Cuando me aprestaba a escribir esta columna, me enteré que desde el 23 de enero de 1954 se conmemora el Día Internacional de la Libertad, según leí casualmente en la web. Se instituyó para recordar la acción resuelta de 22 mil prisioneros pertenecientes a los ejércitos de la República Popular de China y de Corea del Norte, después de concluida la Guerra de Corea (1950-1953, en contexto Guerra Fría), soldados que se negaron a reintegrarse a sus países y aceptaron el amparo de la República de Taiwán. Es el triunfo de la libertad sobre la opresión, se dijo, constituyendo “una antorcha de esperanza” para los países que, entonces, se encontraban detrás de la Cortina de Hierro.
El valor de la libertad suele vincularse con la autonomía de la persona para desarrollar la vida que se quiera, adoptando decisiones y asumiendo la responsabilidad de los actos propios. Supone la existencia de derechos civiles o políticos que también obligan a respetar los derechos de congéneres, propiciando una virtuosa interrelación en la sociedad. No es casualidad que la Declaración Universal de los Derechos Humanos dedique sus primeros artículos a ratificar la trascendencia de la libertad.

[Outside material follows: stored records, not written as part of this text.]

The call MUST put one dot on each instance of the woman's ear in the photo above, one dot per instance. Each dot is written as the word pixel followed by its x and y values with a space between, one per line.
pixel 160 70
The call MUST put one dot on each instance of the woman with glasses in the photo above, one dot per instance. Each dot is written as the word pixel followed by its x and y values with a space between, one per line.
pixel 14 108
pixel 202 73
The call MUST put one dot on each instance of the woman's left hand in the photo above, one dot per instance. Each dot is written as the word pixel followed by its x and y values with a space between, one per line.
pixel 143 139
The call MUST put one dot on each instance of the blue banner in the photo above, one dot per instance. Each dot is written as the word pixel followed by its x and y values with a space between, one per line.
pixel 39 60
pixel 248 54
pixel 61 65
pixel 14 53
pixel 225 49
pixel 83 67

La libertad se ha defendido como valor inestimable frente a la planificación centralizada del Estado, dictaduras, totalitarismos y democracias populares. Indiscutiblemente, la democracia es el sistema que mejor permite formarse y obrar con la mayor libertad. “La democracia ya no sueña con la sociedad ideal, demanda simplemente una sociedad en la que se pueda vivir… el espíritu democrático es más liberatorio que socialista” (Touraine).
Y siendo la democracia un ideal supremo, exaspera que diputados y dirigentes jóvenes, sobre todo, actúen en forma ligera. Tienen facultades que utilizan de forma improcedente, con afanes electoralistas. El rol opositor es mal entendido, apuestan a socavar gobiernos, con la acusación constitucional a ministros y autoridades; incluso se ha intentado hacerlo con el Presidente, algo corriente durante el gobierno pasado (algunas autoridades lo saben) y muchas veces sin fundamento jurídico ni ético robusto, porque la rivalidad política está por delante. “Hay una izquierda que sigue pegada al revanchismo”, dijeron desde la centroderecha, oponiéndose a una acusación. Pero, desgraciadamente, es una conducta transversal, porque ahora se repite el mismo expediente y se estudia una acusación presidencial y quienes gobiernan se defienden utilizando todo el arsenal de argumentos posibles. Calcado con la administración Piñera.
Nada tengo con el actual gobierno. El asunto es que nuestra democracia hoy es débil, está en riesgo por abundantes factores que se han expuesto en este medio. Amén que nuestros vecinos y el “barrio” en general están peor. Normalizar este comportamiento, provocar rotativa ministerial (2018-2022), y aspirar a deponer al Presidente, “el síndrome peruano”, es acercarse al abismo. Ya tenemos como base: confianza en los partidos (4%), en el Congreso (8%), desinterés de los chilenos por la política (63%). ¿Por qué debiéramos extrañarnos que irrumpieran “soluciones” extremas, como una democracia populista?